Alternatively, you can check the color of the fluid when you flush it. If it looks brownish, it’s time to replace it.
What to do when antifreeze is mixed with another coolant?
If you do mix two types, immediately have a professional flush your entire cooling system.
Are antifreeze fumes harmful?
Inhaling these ethylene glycol fumes is dangerous. Exposure to high concentrations of the gas will cause irritation in the mucous membranes and harm the upper respiratory tract.
Are coolant containers recyclable?
No, because of their harmful chemicals, coolants (and the containers they came in) cannot be placed in the recycling bin. No, not even if you’ve rinsed the insides of the container (which you should never do).
Are antifreeze and wiper fluid the same?
Wiper fluid does have anti-freezing fluid in it, in order to lower its freezing point. However, when we use the word “antifreeze” generally, we’re talking about the cooling fluid you add to the car’s radiator.
What is antifreeze made of?
This liquid is made from a mixture of:
Purified or mineral water
Ethylene glycol or propylene glycol
Silicates and phosphates (not all)
Other additives to prevent corrosion
Can antifreeze be mixed with other coolants?
Under no circumstance should you mix two kinds of coolants. This is a terrible idea that may damage your car’s radiator forever.
Can antifreeze go bad?
As long as you keep it in an airtight container in a dark and room-temperature place, this product will not go bad.

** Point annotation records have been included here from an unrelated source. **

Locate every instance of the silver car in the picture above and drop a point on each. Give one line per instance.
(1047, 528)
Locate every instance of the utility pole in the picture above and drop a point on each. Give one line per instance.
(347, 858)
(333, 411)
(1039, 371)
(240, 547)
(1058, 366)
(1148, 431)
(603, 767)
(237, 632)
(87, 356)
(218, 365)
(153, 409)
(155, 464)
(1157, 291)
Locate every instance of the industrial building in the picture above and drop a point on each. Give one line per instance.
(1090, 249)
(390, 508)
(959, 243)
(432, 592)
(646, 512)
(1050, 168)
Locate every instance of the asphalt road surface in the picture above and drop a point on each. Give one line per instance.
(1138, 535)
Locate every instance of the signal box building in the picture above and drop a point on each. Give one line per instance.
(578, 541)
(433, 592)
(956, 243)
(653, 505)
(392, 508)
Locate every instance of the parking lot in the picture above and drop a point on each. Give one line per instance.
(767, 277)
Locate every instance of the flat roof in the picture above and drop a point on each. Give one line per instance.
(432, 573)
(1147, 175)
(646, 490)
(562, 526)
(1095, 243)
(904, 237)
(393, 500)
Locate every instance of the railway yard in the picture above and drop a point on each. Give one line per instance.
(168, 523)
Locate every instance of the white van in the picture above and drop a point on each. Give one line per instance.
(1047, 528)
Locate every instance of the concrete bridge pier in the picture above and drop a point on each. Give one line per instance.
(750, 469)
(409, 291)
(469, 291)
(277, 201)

Can antifreeze damage paint?
No, it does not damage paint jobs. All you have to do is rinse it off with some water and wash the spot like normal (with soapy water). Try your best to not let the dirty water go down the drain, for environmental reasons.

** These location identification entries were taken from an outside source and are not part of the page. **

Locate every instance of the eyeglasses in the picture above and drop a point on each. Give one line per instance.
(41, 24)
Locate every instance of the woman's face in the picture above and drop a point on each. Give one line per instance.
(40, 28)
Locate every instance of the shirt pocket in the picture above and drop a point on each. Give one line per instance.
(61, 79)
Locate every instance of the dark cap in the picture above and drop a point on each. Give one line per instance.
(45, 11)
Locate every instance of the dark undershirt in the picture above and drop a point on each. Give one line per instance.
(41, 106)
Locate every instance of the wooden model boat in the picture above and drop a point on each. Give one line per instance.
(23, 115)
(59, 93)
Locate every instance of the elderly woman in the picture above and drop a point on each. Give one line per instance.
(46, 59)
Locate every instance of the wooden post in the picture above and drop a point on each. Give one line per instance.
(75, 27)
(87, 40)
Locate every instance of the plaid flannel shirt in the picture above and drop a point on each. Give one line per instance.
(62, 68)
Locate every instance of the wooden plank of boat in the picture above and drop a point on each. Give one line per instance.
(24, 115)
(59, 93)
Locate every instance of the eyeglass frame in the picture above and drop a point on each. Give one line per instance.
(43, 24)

Can antifreeze go down the drain?
Because of its chemical composition, you should never dispose of this product as you would other fluids. It has severe impacts on the environment and should be disposed of carefully by professionals.
What antifreeze do I need?
Always consult your car’s user guide, it will tell you what kind of fluid to use. If you don’t have this manual, a quick Google search with the make, model, and year of your vehicle should yield the answer you’re looking for.